Stockholm (HedgeNordic) – According to a recent international analysis by DHR international, the global executive search firm, women now represent 12% (1 in 8) of partners at hedge funds, private equity firms and other investment partnerships, up from 10% the two previous years. The data, provided by the Financial Conduct Authority, shows that out of 3,509 partners at regulated firms in 2015, 405 were female.
According to DHR, this means hedge funds and private equity houses are outperforming the financial sector services overall in terms of gender diversity at the senior level. Though the increase may be slight, the findings show an increasing recognition of the benefits to innovation and performance of wider diversity at the leadership level, and point the right way forward.
“Women still remain a small minority at the executive committee level,” says Stéphane Rambosson, managing director and head of financial services at DHR International. “The fact that hedge funds and private equity houses are doing better than the overall financial services sector challenges the ‘boys club’ reputation that they have been associated with in the past.”

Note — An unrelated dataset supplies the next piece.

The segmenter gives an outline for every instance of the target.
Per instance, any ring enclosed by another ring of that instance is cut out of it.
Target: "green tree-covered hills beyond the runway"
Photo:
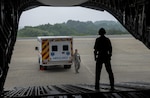
[[[18,30],[19,37],[37,36],[86,36],[97,35],[98,30],[103,27],[108,35],[129,34],[128,31],[116,21],[74,21],[68,20],[66,23],[43,24],[39,26],[25,26]]]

“As progress is made in boosting numbers of women at the top across other industries, the financial services sector may come under pressure to do the same,” he says. “As that happens, competition for the best talent is likely to heat up. Firms could reap rewards by taking a more pro-active approach now.”
DHR also finds that the proportion of women on FTSE 100 boards is now 26%, while at FTSE 250 companies it is 20.4%.
Still, a recent Business Insider expose found that the climb for women in the hedge fund industry remains steep. According to BI, women held only 3% of senior investment roles in hedge funds in 2012, according to CIO (Chief Investment Officer), a trade publication.
Among the reasons for this, it appears a focus on performance over hiring practices, a shortage of specific strategy experts, a difficulty in penetrating established networking practices among men, unconscious biases, and the perception of hedge funds as embodying an “aggressive culture” that might be off-putting, were named as the main culprits. A recent investigation from Institutional Investor also found that bias, culture and a harsh business environment are keeping women at the margins of the hedge fund industry, suggesting networking and emerging manager programs as potential remedies.
As the U.S. appears to be at the cusp of electing its first female President, the question remains whether the struggle for gender equality will be as long and generational in the investor community as it has been in politics. Nonetheless, it is worth recalling that a woman jointly created the first hedge fund index. Thirty years ago, Lee Hennessee-Gradante helped create the Hennessee Hedge Fund Index to track investor return figures, the first of its kind in what was still a highly secretive industry. Mrs Hennessee-Gradante died just last week.